-- Тикай, старшина! -- охнул Морозюк, вскакивая на колени.
-- Лежать! -- Игнатьев изо всех сил толкнул солдата, повалил.
И вовремя. Снова будто треснуло на морозе бревно, и рядом с Игнатьевым ударилась в мерзлую кочку вторая пуля. Брызнув острыми комками земли, она срикошетировала и, уходя в темнеющее небо, запела, как сорвавшаяся пила...
Игнатьев лежал неподвижно, прислушиваясь к тому, как торопливо стучит сердце прижавшегося к нему человека.
Время бежало -- и полчаса, и час. Солнце, покраснев, уходило за горизонт. Они по-прежнему лежали у куста, и уродливая тень росла от них по борозде.
-- Может, пополземо, товарищ старшина? -- спросил Морозюк.
-- Не на того мы нарвались, друг. Нельзя. Теперь лежи до темноты.
Когда оранжевая кромка волнистого горизонта погасла, Игнатьев зашагал в сторону блиндажа.
Морозюк грузно топал за ним.
Их окликнули. Игнатьев остановился.
-- Напарник мой,--пояснил Морозюк.
-- То я, Мамед, -- негромко отозвались из темноты.
По корявым земляным ступенькам они ощупью сползли к блиндажу. От стены отделилась невысокая фигура второго бронебойщика.

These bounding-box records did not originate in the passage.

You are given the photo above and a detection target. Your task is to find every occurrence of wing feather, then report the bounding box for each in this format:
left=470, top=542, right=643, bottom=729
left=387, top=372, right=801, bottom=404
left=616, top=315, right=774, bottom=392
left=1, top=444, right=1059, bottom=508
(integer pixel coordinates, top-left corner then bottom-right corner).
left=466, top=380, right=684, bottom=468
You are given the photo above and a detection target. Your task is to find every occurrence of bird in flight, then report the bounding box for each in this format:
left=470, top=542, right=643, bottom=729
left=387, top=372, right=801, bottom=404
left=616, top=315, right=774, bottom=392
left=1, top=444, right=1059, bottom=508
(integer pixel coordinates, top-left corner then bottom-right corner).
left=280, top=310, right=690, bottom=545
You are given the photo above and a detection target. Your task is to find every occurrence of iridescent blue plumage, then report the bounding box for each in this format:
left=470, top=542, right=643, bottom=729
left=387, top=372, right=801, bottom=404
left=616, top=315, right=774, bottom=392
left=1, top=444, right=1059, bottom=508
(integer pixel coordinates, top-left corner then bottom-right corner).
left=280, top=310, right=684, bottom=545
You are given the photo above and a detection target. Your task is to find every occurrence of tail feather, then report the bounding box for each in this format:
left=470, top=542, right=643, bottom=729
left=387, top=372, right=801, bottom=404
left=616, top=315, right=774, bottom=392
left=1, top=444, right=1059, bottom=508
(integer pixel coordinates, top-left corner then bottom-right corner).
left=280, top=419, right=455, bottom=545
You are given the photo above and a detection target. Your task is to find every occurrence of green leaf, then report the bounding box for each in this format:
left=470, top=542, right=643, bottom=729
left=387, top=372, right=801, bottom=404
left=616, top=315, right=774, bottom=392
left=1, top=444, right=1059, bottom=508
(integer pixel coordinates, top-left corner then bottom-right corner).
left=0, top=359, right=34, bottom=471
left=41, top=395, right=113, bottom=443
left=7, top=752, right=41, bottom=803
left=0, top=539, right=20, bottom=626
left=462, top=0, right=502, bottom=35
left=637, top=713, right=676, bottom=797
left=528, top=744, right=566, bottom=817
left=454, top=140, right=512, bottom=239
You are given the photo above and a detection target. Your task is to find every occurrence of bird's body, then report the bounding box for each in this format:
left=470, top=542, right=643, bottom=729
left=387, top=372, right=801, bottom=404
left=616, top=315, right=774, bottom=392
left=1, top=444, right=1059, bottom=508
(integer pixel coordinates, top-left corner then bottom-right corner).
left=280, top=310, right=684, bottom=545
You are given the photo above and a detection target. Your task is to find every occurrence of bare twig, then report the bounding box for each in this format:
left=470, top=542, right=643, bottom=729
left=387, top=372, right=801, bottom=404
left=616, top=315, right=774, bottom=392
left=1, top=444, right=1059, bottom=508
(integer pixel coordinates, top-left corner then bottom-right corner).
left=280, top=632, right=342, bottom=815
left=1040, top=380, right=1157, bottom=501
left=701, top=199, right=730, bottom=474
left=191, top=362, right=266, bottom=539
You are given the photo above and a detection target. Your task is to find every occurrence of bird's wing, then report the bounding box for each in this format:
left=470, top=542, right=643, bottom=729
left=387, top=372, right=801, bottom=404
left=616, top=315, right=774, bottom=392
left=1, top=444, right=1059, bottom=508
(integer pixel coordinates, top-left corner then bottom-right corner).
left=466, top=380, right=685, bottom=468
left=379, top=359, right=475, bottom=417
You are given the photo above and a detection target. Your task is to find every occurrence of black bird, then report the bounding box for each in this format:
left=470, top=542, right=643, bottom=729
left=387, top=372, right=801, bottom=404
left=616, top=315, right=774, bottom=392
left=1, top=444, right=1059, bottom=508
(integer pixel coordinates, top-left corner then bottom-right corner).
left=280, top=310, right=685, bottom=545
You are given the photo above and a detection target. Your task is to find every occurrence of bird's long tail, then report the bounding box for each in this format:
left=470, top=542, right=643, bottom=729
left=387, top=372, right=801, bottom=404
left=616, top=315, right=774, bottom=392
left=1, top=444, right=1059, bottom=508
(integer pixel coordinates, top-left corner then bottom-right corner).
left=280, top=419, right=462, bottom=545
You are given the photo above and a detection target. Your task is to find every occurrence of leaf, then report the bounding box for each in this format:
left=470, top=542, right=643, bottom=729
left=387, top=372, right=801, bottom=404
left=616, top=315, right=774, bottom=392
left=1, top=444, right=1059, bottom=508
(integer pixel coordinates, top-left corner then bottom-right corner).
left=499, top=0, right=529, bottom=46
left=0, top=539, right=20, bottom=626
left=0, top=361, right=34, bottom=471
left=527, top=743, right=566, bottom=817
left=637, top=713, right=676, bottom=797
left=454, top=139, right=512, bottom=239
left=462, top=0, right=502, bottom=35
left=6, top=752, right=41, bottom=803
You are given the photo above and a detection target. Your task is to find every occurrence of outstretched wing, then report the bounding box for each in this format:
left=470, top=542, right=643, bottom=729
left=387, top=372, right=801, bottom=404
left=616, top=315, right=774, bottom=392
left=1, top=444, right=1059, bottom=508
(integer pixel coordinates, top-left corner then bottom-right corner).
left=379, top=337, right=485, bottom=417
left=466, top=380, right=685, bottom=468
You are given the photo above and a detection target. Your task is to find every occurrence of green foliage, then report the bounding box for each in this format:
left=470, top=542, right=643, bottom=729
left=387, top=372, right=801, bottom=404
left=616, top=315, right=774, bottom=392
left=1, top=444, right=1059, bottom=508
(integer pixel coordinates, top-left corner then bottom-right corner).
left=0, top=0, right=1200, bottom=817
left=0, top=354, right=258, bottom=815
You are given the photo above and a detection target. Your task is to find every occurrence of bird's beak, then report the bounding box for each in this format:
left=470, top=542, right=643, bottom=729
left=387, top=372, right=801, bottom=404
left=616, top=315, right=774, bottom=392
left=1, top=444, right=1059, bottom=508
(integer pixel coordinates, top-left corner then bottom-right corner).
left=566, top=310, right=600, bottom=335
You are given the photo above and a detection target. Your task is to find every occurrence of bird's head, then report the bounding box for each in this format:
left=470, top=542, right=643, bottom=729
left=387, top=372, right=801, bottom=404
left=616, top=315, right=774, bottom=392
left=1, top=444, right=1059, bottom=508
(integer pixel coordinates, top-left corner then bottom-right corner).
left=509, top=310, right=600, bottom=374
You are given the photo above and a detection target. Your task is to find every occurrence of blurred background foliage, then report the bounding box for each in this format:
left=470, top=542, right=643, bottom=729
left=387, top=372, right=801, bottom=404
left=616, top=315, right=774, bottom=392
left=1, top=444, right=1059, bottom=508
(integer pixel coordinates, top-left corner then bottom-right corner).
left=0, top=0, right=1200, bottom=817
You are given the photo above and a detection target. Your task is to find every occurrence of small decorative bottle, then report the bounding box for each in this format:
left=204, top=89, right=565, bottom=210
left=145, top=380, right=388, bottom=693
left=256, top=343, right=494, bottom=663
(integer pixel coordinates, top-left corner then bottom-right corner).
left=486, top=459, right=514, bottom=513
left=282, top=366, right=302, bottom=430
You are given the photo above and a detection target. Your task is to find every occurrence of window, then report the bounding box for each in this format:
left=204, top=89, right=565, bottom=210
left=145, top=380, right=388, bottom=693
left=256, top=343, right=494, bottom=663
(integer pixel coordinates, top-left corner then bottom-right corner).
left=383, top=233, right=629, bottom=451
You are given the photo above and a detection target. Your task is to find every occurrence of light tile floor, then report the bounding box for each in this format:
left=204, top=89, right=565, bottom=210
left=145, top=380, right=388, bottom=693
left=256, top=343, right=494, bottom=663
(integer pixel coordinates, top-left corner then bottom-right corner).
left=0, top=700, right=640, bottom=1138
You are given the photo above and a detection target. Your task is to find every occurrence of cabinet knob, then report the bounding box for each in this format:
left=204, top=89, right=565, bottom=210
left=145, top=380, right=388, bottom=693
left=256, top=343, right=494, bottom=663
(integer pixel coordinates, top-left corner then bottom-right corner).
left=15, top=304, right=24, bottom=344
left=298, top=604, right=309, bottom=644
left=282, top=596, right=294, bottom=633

-- Раз кричу -- почему молчишь? Два кричу -- опять молчишь, -- сердясь, фальцетом сказал Мамед. -- Стрелять хотел.
-- А стрелять, солдат, после третьего оклика полагается, -- заметил Игнатьев.
-- Сам знаю. Потому не стрелял, -- отрубил Мамед. -- А ты кто?
Морозюк пояснил. Мамед рассмеялся, хлопнул Игнатьева по плечу:
-- Хороший человек! Я гааету читал -- смелый человек. Теперь с нами будешь?
-- Пока с вами... -- улыбнулся Игнатьев. -- Что слышно, что видно, Мамед?
-- Все слышно, товарищ старшина. Послушай, пожалуйста. С немецкой стороны долетали неясные, приглушенные расстоянием голоса. Там пели, видно, хором. Песня была игривая, похожая на польку. Потом донесся эбрывок плавной, печальной мелодии, исполняемой на инструменте с высоким певучим тембром.